Soybeans were mixed with nearbys up on harvest delays and the tight near term supply. Deferreds were down on end-of-the-week profit taking, in addition to old crop/new crop spread trade and outside market direction. The dollar was higher while the Dow Jones Industrial Average and crude oil were lower. There are still a lot of concerns of about the slow harvest pace with more rain expected by mid-week next week, but deferreds were due for a small correction. Soybean meal was higher on the tight supply while soybean oil was down on spillover from crude oil.
Corn was lower on technical selling, profit taking and outside market direction. Corn is also keeping close watch on the recent harvest delays and forecasts for more rain in the coming week. However, that was not enough to break the profit taking interest and outside market direction which pushed December under the psychologically significant $4 mark. Still, that $4 does end up leading to a fair amount of wariness about demand. Ethanol contracts were mixed.

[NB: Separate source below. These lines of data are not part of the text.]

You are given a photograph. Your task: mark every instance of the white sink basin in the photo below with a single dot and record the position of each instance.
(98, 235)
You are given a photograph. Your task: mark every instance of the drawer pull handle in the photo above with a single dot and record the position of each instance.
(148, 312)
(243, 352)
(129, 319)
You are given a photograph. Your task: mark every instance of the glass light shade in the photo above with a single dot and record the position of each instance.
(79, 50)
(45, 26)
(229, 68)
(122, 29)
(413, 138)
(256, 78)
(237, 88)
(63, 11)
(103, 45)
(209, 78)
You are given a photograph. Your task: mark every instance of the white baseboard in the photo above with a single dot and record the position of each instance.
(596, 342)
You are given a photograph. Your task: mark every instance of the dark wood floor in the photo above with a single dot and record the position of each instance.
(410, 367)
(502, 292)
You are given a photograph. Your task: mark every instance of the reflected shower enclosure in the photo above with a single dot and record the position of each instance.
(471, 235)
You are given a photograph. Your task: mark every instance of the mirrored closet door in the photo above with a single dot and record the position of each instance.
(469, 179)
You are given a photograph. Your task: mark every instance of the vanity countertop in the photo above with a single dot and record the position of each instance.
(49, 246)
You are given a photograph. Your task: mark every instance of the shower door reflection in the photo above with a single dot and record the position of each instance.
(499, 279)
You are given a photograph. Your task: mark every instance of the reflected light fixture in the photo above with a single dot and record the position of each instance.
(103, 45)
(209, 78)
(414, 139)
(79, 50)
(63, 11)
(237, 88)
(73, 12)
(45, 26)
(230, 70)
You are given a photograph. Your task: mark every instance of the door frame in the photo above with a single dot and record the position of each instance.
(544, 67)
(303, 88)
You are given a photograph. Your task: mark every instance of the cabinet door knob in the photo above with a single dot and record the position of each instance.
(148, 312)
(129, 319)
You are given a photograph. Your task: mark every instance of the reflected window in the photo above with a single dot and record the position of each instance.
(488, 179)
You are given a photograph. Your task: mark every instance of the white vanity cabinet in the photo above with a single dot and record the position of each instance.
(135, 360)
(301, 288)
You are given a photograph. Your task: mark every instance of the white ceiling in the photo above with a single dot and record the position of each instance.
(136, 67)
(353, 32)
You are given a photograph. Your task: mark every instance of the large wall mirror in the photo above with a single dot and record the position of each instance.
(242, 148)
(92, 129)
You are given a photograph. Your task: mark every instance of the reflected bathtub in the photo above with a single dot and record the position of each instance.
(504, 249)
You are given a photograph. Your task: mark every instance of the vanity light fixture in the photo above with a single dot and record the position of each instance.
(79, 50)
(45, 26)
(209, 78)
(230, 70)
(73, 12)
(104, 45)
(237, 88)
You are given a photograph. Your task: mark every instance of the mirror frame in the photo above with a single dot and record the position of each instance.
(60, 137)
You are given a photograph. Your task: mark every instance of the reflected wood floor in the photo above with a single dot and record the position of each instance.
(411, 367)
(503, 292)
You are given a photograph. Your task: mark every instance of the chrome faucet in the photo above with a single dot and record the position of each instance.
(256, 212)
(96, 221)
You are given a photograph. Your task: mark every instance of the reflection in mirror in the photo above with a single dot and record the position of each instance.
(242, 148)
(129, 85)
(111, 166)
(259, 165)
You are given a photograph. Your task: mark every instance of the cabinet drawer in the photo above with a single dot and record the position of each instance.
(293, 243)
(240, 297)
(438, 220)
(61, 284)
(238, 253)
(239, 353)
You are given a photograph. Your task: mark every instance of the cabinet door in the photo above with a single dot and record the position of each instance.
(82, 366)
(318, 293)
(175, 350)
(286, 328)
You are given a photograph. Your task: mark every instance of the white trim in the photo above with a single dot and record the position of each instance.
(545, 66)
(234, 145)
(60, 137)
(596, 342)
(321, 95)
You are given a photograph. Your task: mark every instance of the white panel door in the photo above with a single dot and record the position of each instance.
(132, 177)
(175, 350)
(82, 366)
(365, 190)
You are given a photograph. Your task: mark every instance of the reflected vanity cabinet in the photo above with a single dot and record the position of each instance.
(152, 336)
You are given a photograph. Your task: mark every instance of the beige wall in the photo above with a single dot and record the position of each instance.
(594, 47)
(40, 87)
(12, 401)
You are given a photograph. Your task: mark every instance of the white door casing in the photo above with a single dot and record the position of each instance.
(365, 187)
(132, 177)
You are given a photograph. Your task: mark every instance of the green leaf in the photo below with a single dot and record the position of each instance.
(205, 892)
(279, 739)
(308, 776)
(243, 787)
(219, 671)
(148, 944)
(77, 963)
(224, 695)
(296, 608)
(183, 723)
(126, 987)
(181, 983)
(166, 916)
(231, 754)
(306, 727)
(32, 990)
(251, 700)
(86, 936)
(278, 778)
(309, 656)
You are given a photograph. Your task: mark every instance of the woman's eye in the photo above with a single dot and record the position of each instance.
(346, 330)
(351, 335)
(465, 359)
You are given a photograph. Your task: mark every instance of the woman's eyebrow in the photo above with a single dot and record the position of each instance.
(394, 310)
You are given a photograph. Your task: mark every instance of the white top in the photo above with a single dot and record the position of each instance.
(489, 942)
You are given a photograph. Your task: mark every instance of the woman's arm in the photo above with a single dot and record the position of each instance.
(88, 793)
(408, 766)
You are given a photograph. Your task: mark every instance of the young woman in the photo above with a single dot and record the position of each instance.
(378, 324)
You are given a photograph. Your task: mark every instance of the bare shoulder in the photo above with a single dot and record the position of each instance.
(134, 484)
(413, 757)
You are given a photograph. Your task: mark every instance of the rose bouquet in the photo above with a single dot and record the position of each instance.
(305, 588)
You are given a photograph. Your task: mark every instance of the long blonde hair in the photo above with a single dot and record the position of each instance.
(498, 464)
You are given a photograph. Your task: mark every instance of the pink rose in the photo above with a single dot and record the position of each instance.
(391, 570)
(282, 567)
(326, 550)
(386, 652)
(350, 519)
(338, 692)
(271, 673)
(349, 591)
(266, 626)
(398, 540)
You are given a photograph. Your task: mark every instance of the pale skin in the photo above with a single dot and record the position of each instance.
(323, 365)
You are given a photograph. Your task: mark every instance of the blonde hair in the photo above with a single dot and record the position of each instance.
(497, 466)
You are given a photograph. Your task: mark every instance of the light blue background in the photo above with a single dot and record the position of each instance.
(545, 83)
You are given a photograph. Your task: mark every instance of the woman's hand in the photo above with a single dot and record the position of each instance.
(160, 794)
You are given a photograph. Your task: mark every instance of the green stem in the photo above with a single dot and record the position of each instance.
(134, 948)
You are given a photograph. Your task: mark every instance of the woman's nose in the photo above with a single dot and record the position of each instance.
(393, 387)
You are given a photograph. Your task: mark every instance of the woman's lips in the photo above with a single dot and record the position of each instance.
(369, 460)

The wheat complex end the day mixed after spending most of the day higher on short covering and domestic and international crop concerns. Chicago was uneven on profit taking and concerns over the slow planting pace for soft red winter. Kansas City was down on profit taking, the relatively good hard red winter planting pace and the higher dollar index. Minneapolis was modestly higher on short covering and the comparatively strong demand for hard red spring. European wheat hit new three month highs on consumer demand; November Paris was up .4% and November London was 1.9% higher. National Australia Bank pegs the 2009/10 Aussie wheat crop at 23 million tons, up 500,000 from the September estimate and 1.6 million tons more than 2008/09.